Per questi motivi, almeno per gli atti interessati dalle disposizioni dell’articolo 157 del DL 34 del 2020, almeno per il momento, l’Agenzia delle Entrate lascerà la notifica cartacea in cantina. L’onere probatorio a carico dell’Amministrazione Finanziaria, ovvero quello di dimostrare l’emissione dell’atto entro il 31 dicembre 2020, sconsiglia agli Uffici di utilizzare i canali tradizionali. Essendo dirimente rispetto alla decadenza stessa dell’azione di accertamento, la prova dell’emissione dell’atto non può essere lasciata alla sua mera protocollazione. Da questo punto di vista, se l’atto può considerarsi emesso quando sottoscritto dal capo dell’ufficio o da altro impiegato della carriera direttiva da lui delegato, la firma digitale, sia forma dell’articolo 23 comma 2-bis del Codice dell’Amministrazione Digitale che dell’articolo 60 del DPR n. 600 del 1973, è la rappresentazione “tangibile” del momento in cui l’Amministrazione Finanziaria esercita il potere riconosciuto dal Legislatore.

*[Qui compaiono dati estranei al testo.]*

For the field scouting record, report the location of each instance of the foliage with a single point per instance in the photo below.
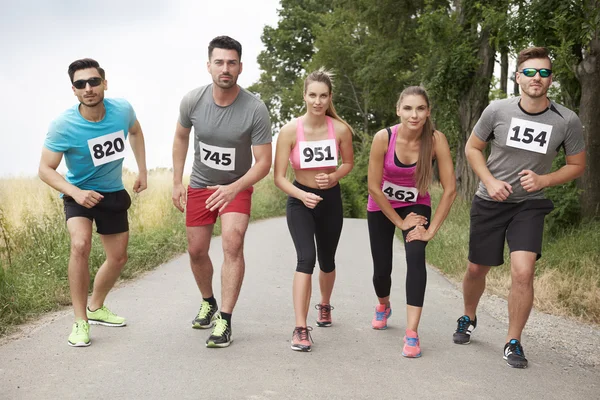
(567, 207)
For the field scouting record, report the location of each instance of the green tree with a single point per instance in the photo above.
(457, 64)
(289, 47)
(571, 30)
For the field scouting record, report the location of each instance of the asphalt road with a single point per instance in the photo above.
(159, 356)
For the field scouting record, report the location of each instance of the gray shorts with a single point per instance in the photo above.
(520, 224)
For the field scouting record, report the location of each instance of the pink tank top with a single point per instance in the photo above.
(398, 183)
(314, 154)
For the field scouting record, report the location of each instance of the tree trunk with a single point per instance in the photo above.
(471, 105)
(504, 70)
(588, 73)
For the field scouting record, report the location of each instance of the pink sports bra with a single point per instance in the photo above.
(314, 154)
(398, 183)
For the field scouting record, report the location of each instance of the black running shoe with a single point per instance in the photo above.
(464, 329)
(221, 334)
(206, 316)
(301, 338)
(514, 354)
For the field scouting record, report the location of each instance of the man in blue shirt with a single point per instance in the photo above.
(91, 136)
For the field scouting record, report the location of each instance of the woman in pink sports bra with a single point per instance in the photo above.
(312, 144)
(400, 170)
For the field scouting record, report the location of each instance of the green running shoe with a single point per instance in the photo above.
(206, 316)
(103, 316)
(221, 334)
(80, 336)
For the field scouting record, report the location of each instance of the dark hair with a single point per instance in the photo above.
(323, 76)
(85, 63)
(424, 166)
(224, 42)
(531, 53)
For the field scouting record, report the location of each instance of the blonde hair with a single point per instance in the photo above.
(324, 76)
(424, 171)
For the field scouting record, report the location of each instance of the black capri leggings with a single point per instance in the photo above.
(381, 235)
(323, 223)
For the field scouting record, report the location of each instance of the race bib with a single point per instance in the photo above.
(318, 154)
(107, 148)
(529, 135)
(399, 193)
(221, 158)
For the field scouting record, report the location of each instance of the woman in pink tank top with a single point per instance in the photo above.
(400, 170)
(311, 143)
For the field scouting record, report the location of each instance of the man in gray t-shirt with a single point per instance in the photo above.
(525, 134)
(230, 126)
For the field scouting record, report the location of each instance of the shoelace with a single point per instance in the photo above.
(462, 325)
(79, 327)
(303, 333)
(220, 327)
(107, 311)
(379, 315)
(517, 349)
(324, 311)
(204, 309)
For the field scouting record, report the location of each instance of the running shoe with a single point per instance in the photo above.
(80, 335)
(103, 316)
(514, 354)
(301, 338)
(382, 313)
(221, 334)
(412, 345)
(324, 318)
(206, 316)
(462, 335)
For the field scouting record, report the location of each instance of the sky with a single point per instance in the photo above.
(153, 52)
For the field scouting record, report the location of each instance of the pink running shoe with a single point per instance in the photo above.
(381, 315)
(412, 348)
(324, 318)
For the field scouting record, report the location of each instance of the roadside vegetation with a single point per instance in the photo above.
(34, 242)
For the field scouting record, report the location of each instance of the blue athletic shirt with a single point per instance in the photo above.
(93, 151)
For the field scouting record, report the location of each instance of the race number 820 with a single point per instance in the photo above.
(107, 148)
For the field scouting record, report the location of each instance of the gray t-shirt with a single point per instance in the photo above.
(520, 140)
(223, 136)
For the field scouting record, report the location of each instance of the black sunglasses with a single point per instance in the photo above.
(530, 72)
(81, 84)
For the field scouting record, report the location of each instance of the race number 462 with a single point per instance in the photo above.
(215, 157)
(529, 135)
(107, 148)
(399, 193)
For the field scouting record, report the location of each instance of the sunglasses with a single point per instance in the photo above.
(530, 72)
(81, 84)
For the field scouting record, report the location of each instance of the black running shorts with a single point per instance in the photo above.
(110, 213)
(521, 224)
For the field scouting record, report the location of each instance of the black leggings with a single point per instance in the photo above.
(323, 223)
(381, 235)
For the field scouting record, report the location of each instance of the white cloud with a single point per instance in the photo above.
(153, 53)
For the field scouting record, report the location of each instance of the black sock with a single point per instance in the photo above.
(226, 317)
(211, 300)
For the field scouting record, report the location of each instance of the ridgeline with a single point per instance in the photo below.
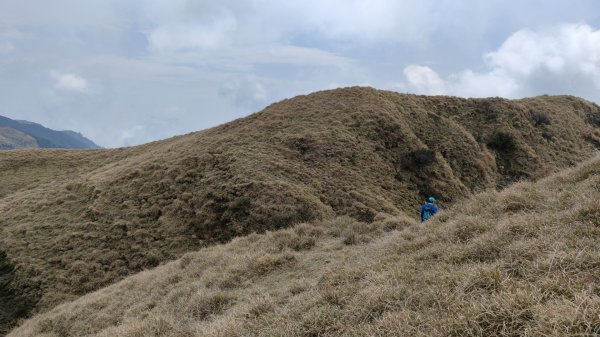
(75, 221)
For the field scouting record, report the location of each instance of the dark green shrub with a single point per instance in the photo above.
(540, 118)
(418, 159)
(502, 141)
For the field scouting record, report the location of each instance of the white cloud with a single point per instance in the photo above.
(564, 59)
(246, 93)
(69, 82)
(6, 47)
(424, 80)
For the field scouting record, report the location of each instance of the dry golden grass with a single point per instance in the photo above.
(75, 221)
(521, 262)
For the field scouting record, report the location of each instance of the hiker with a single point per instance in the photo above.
(428, 209)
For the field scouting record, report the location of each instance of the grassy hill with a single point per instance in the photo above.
(74, 221)
(523, 261)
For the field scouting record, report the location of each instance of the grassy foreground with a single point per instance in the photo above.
(520, 262)
(72, 222)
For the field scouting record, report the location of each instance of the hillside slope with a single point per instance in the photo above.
(36, 135)
(74, 221)
(523, 261)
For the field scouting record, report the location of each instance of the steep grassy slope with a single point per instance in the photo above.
(524, 261)
(74, 221)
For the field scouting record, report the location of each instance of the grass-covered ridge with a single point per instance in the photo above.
(74, 221)
(523, 261)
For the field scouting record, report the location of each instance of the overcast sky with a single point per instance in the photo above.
(125, 72)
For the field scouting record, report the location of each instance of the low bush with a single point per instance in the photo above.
(502, 141)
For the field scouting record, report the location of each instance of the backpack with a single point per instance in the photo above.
(426, 215)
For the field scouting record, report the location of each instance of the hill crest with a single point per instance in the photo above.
(15, 134)
(75, 221)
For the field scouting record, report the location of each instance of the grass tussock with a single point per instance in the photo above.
(483, 268)
(75, 221)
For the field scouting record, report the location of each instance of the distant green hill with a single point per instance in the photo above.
(23, 134)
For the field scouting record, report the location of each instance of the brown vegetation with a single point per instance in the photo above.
(74, 221)
(523, 261)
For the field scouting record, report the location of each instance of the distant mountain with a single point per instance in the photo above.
(16, 134)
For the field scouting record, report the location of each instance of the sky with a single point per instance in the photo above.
(126, 72)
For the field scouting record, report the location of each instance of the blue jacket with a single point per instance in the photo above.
(427, 210)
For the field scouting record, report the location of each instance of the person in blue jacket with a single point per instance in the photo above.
(428, 209)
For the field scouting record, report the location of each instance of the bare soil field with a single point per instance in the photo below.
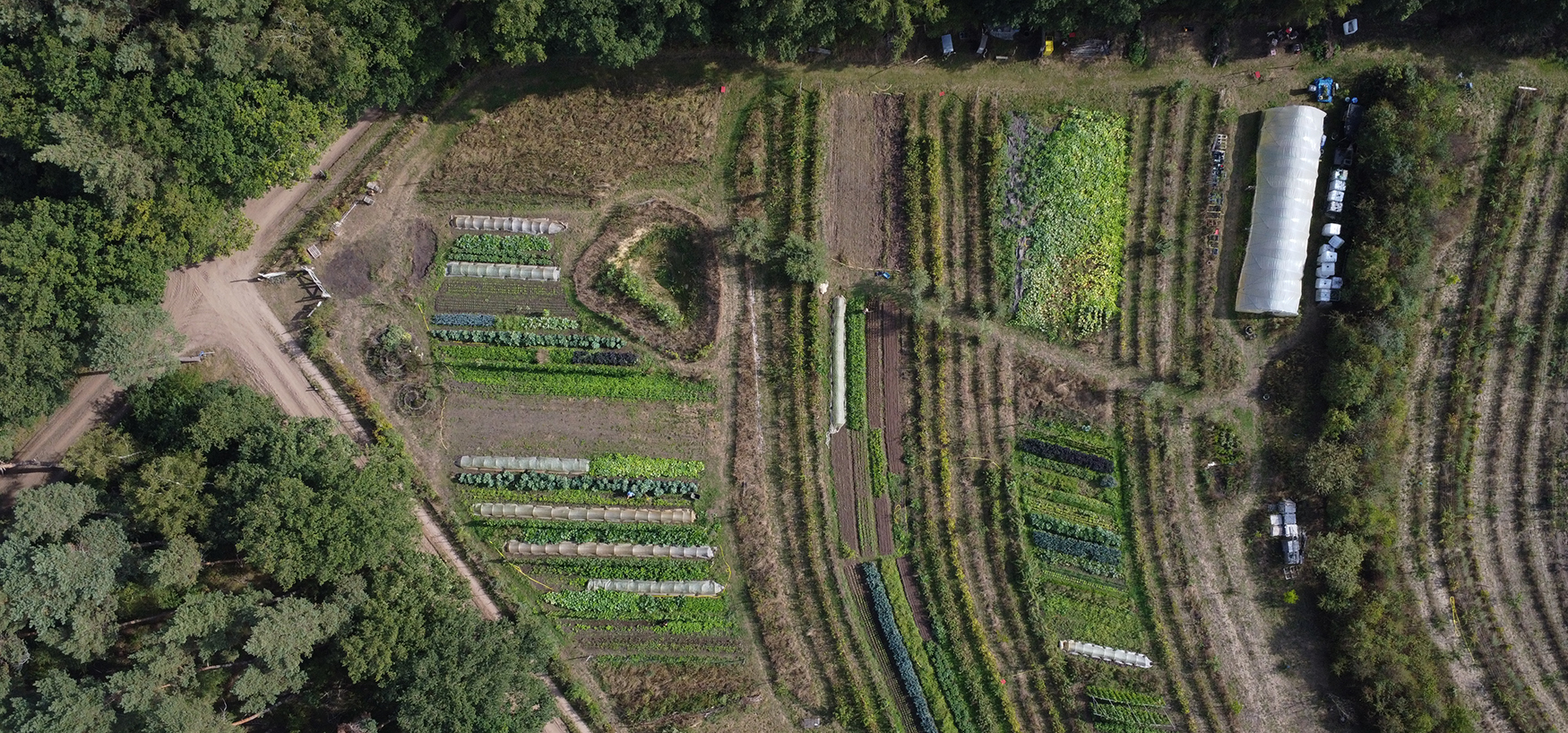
(698, 333)
(861, 189)
(581, 145)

Basterà? Probabilmente si. Quantunque la firma digitale consenta “solo” di rendere manifesta e di verificare la provenienza e l’integrità di un documento informatico e la validazione temporale elettronica dei documenti in forma elettronica sia lasciata all’apposizione di una marca temporale, strumento differente e da aggiungersi al documento dopo la sua sottoscrizione, la verifica della data di apposizione della firma desumibile dal certificato ed il protocollo di uscita dal sistema informativo dell’Amministrazione Finanziaria potrebbero essere sufficienti per convincere il giudice della tempestività.